Rules on disclosing crimes committed in childhood in England and Wales should be “radically revised”, say MPs.
The Commons Justice Committee said the system was “wholly inappropriate”, denied children a “second chance” and may breach human rights laws.
People do not have to disclose “spent” past convictions and cautions after a period of time but sometimes employers can ask that they are disclosed.
The government has listed 942 crimes that are not exempt from disclosure.
The coalition government brought in changes in 2013 that allowed old convictions to be “filtered out” of record checks by the Disclosure and Barring Service (DBS) after 11 years for adults and five-and-a-half years for young offenders.
In the case of cautions, they are “filtered” after six years for adults, or two for those under 18 at the time.
But there are 942 offences which cannot be filtered, ranging from sexual and violent crimes to offences such as failing to display a certificate of registration in a residential care home.
The justice committee’s report said that that system operated “in a mechanical fashion, with no right of appeal against disclosure decisions”. It pointed to offences such as “sexting”.
While under recent changes sexting does not appear on a DBS certificate – unless it is at the discretion of police – others who committed an offence before new guidance came in were left in an “unresolved” position, the committee said.
The committee said: “We do not think that the difficult problem of sexual offending by children is assisted by giving them a record of a non-filterable sexual offence.
“We note the inconsistency between the current police response to ‘sexting’ by children, designed to prevent them from entering the criminal justice system, and the previous policy of taking formal action.
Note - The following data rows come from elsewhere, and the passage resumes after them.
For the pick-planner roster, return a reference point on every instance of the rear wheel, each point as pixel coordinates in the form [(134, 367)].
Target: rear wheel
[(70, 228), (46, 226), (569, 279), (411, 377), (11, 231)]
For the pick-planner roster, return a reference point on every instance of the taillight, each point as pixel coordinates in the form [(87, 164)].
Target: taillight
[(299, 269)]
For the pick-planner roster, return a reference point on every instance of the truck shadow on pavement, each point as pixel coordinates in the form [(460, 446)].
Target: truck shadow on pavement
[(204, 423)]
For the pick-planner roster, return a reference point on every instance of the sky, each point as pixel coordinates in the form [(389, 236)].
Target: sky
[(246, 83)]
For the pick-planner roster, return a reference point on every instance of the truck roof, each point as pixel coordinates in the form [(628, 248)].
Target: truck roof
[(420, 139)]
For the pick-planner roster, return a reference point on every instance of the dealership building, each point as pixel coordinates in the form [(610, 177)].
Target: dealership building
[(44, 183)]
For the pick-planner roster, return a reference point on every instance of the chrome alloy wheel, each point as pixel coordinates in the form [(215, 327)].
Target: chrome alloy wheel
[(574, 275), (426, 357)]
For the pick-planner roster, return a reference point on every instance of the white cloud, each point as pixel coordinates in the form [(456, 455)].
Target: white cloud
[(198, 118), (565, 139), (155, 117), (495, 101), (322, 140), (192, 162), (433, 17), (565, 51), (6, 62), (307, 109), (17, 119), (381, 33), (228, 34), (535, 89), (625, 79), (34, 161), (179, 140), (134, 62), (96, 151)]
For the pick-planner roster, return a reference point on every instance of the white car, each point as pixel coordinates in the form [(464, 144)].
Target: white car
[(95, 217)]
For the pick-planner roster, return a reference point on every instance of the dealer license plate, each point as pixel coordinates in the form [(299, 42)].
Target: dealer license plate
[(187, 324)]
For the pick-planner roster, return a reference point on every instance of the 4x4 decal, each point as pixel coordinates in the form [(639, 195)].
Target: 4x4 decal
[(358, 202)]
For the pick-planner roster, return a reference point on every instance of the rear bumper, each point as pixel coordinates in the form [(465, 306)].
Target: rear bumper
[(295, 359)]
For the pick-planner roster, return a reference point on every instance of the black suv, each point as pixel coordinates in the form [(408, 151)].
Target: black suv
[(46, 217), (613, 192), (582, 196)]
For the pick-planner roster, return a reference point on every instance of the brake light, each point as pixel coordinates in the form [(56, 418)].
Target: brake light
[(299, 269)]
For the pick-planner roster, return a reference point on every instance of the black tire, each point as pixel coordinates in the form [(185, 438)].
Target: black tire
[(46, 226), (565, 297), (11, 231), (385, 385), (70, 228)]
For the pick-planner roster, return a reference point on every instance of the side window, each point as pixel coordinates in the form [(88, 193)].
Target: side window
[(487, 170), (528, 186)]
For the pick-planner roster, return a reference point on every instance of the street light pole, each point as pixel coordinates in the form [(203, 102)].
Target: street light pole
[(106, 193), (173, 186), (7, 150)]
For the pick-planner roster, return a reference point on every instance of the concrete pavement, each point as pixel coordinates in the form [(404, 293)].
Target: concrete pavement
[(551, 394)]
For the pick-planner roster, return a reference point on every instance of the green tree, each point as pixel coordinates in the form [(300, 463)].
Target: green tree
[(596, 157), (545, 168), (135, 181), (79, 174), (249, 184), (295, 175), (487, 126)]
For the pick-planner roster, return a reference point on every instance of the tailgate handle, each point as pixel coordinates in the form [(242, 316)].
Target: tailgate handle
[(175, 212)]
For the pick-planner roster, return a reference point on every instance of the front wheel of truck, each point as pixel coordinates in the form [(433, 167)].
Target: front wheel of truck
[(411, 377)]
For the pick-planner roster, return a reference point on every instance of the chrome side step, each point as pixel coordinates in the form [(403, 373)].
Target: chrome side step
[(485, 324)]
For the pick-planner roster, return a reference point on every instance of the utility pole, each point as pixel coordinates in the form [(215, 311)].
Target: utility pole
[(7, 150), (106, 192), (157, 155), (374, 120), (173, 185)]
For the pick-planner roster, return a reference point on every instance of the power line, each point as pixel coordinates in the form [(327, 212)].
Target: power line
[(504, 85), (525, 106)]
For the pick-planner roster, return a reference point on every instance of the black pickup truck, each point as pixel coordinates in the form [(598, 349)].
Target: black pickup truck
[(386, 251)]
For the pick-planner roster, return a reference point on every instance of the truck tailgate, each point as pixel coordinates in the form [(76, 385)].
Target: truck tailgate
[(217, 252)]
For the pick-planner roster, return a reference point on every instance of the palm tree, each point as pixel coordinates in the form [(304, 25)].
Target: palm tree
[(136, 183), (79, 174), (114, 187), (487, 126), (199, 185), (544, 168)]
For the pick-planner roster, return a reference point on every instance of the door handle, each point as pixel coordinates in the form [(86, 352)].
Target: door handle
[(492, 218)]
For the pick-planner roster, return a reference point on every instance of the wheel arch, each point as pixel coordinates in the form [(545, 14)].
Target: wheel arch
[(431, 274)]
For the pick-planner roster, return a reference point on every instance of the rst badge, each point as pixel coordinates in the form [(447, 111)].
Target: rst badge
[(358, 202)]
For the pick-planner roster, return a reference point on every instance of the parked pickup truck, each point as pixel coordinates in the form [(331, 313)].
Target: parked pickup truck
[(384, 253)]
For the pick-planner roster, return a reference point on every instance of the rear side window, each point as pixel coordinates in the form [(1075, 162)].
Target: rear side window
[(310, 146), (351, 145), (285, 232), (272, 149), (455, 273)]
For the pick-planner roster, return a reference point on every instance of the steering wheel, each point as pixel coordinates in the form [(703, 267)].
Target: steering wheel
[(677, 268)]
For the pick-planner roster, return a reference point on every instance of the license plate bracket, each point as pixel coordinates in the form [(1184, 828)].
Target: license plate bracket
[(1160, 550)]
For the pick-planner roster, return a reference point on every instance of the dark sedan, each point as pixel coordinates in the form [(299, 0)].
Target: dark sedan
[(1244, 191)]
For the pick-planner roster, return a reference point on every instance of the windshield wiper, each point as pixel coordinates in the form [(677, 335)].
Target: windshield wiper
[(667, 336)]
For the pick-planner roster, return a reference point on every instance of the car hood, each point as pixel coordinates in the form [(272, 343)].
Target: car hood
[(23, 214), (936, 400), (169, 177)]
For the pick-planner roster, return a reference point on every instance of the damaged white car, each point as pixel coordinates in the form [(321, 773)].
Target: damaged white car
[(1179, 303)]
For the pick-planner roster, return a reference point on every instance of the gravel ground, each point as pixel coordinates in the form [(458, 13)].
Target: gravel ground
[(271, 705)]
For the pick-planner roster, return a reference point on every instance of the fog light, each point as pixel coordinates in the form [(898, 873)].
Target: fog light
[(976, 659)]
“While we commend this change in policing approach, we are concerned about the implications for children whose “sexting” offences pre-date the policy change, acquiring non-filterable criminal records as a result.”
It suggests the current system may “fall short” of the UK’s obligations under the UN Convention on the Rights of the Child.
It is illegal to possess, take or distribute sexual images of someone who is under 18, including of yourself – figures released in July showed thousands of children had been investigated by police for sexting in the last three years in England and Wales.
The committee recommends:
- That a rule which means multiple childhood convictions can never be “filtered out” of DBS checks should be removed.
- That the single database of 942 offences which cannot be filtered be replaced with customised lists of offences applying to different employment areas
- That police chiefs should be given discretion to withhold disclosure, depending on age and circumstances of the offender
- That people should be given the right to have an independent review of any police decision to disclose convictions or cautions
- That the time allowed for convictions to become “spent” under the Rehabilitation of Offenders Act 1974 be reduced
Committee chairman Bob Neill said the government’s main aim in youth justice was to stop people being drawn into crime “but these laudable aims are systematically undermined by the current disclosure regime”.
“Mistakes made as a teenager can follow someone around for decades and create a barrier to rehabilitation, as well as profound problems with access to employment and education.”
In 2014-15, the total number of standard DBS checks was 31,753 – 8,268 of which related to people who were under 18 years old at the time of their offence.
A spokesman for the Ministry of Justice said: “We have noted the committee’s report and will publish our response in due course.”
The government says it will consider the recommendations of two other reviews – by the Labour MP David Lammy and by child behavioural expert Charlie Taylor after the Supreme Court rules on cases challenging the current disclosure regime next year.